In Mediationen hat häufig mindestens eine Partei die Angst, sich verändern zu müssen und damit verbunden oft eine vehemente Abwehr-Haltung:

„Ich bin eben so, wie ich bin. Und wenn Du damit nicht klar kommst, ist das doch nicht mein Problem!“

Blöderweise sagt das Gegenüber genau dasselbe, weshalb eine Annäherung unmöglich erscheint. Aus diesem Grund ist es hilfreich, den Mediand*innen zu verdeutlichen, dass sie sich (beinahe) gar nicht persönlich ändern müssen. Sie können ihren Charakter und ihre Eigenarten gerne behalten. Mediationen sind schließlich keine Therapiestunde oder Coachings (vgl. Konfliktcoaching). Für ein besseres Miteinander geht es lediglich darum, dieses Miteinander, d.h. die gemeinsame Kommunikation und das gemeinsame Handeln zu verbessern.

Aus diesem Gedanken heraus entwickelte ich die KoHa-Matrix:

Die Matrix als Prozess betrachtet bietet Kolleg*innen, die regelmäßig aneinander geraten (oder einem gesamten Team) einen 4-stufigen Ablauf:

  1. Schweigen: Was wird zu selten angesprochen, weil es jede/r mit sich selbst ausmacht?
  2. Reden: Wie wollen wir miteinander kommunizieren?
  3. Arbeiten: Wie definiert jede/r „einen guten Job erledigen“?
  4. Zusammenarbeiten: Wie können wir unsere Zusammenarbeit verbessern?

Noch deutlicher werden sowohl der Aushandlungsprozess als auch die Autonomie jedes/r Einzelnen, wenn wir das Modell als Wechselspiel zwischen Ich bzw. Du und Wir betrachten:

Für eine gute Zusammenarbeit muss sich charakterlich niemand verändern. Es ist sogar hilfreich, dass jede/r seine Eigenheiten behält, weil es ansonsten keine Synergieeffekte gäbe. Es braucht lediglich tragfähige Vereinbarungen für ein besseres Miteinander im intersubjektiven Austausch.

Wenn Konflikte nicht lösbar erscheinen …

Es gibt so Fälle (leider viele davon): Person A kann mit Person B einfach nicht mehr reden. Die beiden versuchen es ein Jahr lang. Es eskaliert immer wieder an Kleinigkeiten.

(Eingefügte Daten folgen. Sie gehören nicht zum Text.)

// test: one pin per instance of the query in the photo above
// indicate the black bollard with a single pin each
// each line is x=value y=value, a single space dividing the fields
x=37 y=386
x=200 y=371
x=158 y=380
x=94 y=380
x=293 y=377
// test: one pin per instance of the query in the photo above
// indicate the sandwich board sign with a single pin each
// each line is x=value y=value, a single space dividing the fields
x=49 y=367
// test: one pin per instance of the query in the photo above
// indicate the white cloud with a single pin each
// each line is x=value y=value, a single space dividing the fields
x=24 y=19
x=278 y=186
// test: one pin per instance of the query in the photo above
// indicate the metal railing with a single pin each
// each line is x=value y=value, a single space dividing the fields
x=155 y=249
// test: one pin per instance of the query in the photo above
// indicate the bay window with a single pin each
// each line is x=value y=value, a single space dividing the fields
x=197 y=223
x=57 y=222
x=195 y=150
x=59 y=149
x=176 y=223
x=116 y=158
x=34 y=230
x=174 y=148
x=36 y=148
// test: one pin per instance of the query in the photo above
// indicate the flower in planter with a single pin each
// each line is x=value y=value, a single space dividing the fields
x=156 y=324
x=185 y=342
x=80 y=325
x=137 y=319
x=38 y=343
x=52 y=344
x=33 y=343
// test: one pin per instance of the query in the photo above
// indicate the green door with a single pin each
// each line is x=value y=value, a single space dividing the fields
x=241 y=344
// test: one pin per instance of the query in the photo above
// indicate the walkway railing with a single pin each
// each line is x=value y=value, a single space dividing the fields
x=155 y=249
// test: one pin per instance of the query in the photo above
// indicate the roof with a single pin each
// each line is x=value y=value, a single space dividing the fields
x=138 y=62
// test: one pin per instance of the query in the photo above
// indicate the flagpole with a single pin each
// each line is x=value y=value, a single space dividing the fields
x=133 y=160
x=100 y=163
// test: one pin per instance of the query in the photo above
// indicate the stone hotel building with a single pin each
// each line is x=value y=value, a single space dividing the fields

Und schließlich wird es der Führungskraft zu bunt und sie schlägt eine Mediation vor.

Ein Jahr ist eine lange Zeit, in der viel Porzellan zerschlagen werden kann:

  • „In der Wirtschaft würdest du keinen Monat überleben!“
  • „Ich denke, du brauchst mal eine Therapie.“
  • „Und du brauchst ein Konfliktmanagement-Training.“

In einer Mediation sollte es zuerst einmal darum gehen, die Vergangenheit aufzuarbeiten, im Sinne des dritten Newtonschen Gesetzes: Wer einen Schub nach vorne will, muss etwas loslassen.

Manchmal passiert es jedoch, dass sich das Porzellan selbst mit dem trickreichsten Kintsugi nicht wieder zusammen flicken lässt. In diesem Fall ist es hilfreich, zwischen Beziehungskonflikten und Sachproblemen zu unterscheiden und gezielt an praktikablen Sachlösungen zu arbeiten:

Beispiel 1: Zwei Abteilungsleitungen können nicht miteinander. Sie könnten jedoch Ihre Stellvertreter*innen sozusagen als Mini-Shuttle-Mediator*innen nutzen, um dennoch über Bande zusammenzuarbeiten.

Beispiel 2: Eine neu hinzugekommene Führungskraft geht davon aus, dass sie dann einen guten Job macht, wenn alles perfekt erledigt wird, was sie auch von ihren Kolleg*innen erwartet. Die Stellvertreterin der Führungskraft, die schon länger in dem Unternehmen arbeitet, geht davon aus, dass alles auf der Welt eine Verhandlungssache ist. Mit der Zeit werden aus den verschiedenen Arbeitsansichten Vorwürfe. Die Führungskraft möchte deshalb mittelfristig kündigen. Da die beiden immer wieder aneinander geraten, sollte die Zeit bis dahin überbrückt werden, bspw. durch getrennte Räume oder Gesprächsrituale.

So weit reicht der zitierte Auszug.